For Europeans, mini vacations are practically a sport. We’re generalizing here, of course, but we’re in awe of the way Londoners “pop down to the continent” for a weekend. We envy that Parisians jet over to the Swiss Alps for two days, and then they’re back at work on Monday, blissfully wind-burned and refreshed. We swoon over the way Austrians hop on a night train to the south of France, get a tan, drink some wine, and come home in time to feed the cats.
Americans, it’s time to embrace the mini-vacation.
Somewhere along the way, we got it into our heads that a “vacation” means piling the whole family into the car and road tripping across the country, stopping at every historical marker along the way. We think it means splurging to bring the whole family to Disneyworld for a week, or taking a once-in-a-lifetime Mediterranean cruise.

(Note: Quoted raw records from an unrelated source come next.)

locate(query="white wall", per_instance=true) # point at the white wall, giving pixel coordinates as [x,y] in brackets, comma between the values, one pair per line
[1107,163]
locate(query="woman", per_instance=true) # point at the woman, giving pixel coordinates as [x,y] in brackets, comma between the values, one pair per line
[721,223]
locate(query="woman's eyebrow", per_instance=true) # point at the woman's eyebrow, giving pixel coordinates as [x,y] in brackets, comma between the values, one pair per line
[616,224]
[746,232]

The problems with this type of vacation:
· It’s expensive.
· It requires time away from school, work, sports, and other obligations.

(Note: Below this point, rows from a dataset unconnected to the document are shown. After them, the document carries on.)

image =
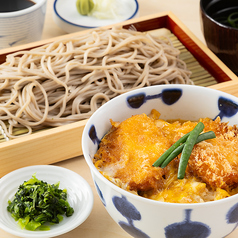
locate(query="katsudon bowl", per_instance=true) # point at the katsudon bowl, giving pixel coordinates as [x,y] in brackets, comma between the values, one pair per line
[142,217]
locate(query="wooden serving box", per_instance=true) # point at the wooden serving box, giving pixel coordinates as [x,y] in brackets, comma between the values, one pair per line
[64,142]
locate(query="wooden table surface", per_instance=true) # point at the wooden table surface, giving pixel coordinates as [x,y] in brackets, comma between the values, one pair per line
[99,224]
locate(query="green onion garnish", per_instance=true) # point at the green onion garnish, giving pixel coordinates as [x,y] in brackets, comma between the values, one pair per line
[185,146]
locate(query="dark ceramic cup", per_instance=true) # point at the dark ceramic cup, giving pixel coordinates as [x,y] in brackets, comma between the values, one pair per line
[221,37]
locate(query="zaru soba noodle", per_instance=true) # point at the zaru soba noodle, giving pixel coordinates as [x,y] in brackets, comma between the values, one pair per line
[67,80]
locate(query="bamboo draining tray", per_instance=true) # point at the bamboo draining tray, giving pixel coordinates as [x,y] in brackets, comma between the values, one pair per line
[64,142]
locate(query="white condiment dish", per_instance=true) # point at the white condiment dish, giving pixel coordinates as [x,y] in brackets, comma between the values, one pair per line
[68,19]
[80,197]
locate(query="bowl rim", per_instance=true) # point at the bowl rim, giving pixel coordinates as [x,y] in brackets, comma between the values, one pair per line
[36,6]
[213,20]
[90,27]
[94,170]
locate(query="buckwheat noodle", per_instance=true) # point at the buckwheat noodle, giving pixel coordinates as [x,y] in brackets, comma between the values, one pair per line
[67,80]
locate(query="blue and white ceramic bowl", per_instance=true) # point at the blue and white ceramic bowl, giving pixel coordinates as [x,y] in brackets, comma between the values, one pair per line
[142,217]
[23,26]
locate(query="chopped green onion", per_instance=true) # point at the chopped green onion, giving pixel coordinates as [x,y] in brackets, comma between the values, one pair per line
[187,150]
[37,203]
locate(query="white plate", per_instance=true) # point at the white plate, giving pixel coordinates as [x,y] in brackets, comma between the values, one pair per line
[80,197]
[67,17]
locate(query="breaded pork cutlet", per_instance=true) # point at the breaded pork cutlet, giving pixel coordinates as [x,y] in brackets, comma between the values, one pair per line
[216,161]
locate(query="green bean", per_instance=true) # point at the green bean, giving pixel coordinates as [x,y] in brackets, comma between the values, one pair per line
[163,157]
[178,150]
[187,150]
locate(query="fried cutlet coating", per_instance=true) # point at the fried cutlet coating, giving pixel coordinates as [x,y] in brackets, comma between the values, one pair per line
[216,161]
[129,150]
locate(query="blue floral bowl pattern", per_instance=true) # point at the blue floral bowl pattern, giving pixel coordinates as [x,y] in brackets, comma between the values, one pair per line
[141,217]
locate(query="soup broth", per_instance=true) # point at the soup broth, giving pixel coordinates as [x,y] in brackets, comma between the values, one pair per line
[15,5]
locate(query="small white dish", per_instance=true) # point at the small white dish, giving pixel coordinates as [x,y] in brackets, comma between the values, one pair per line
[68,19]
[80,197]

Because of those two reasons, Americans travel far less than we should. We’re so all-or-nothing about vacation culture in America that most of our vacations end up as bucket list items that never become reality.

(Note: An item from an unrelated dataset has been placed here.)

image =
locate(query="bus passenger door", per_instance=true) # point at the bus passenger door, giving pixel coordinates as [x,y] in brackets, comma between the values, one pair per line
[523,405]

Let’s start thinking like Europeans.
Let’s embrace the weekend getaway. Let’s revel in a last-minute plan. Let’s be in a cubicle one minute and fully on vacation an hour or two later.
These little “sips” of vacation sustain us throughout the year much more than a big vacation every few years—and they don’t have to replace the big vacation. That’s because mini-vacations, by their very definition, don’t necessarily require time off, and they don’t even have to require an expensive plane ride.
Book a weekend in a lodge a couple of hours from home.
Book a night or two at a hotel in your very own city and become a tourist in your very own hometown.
Whatever you do, the important thing is that you do it. The tiny vacation you do take will always be better than the once-in-a-lifetime trip you never get around to taking.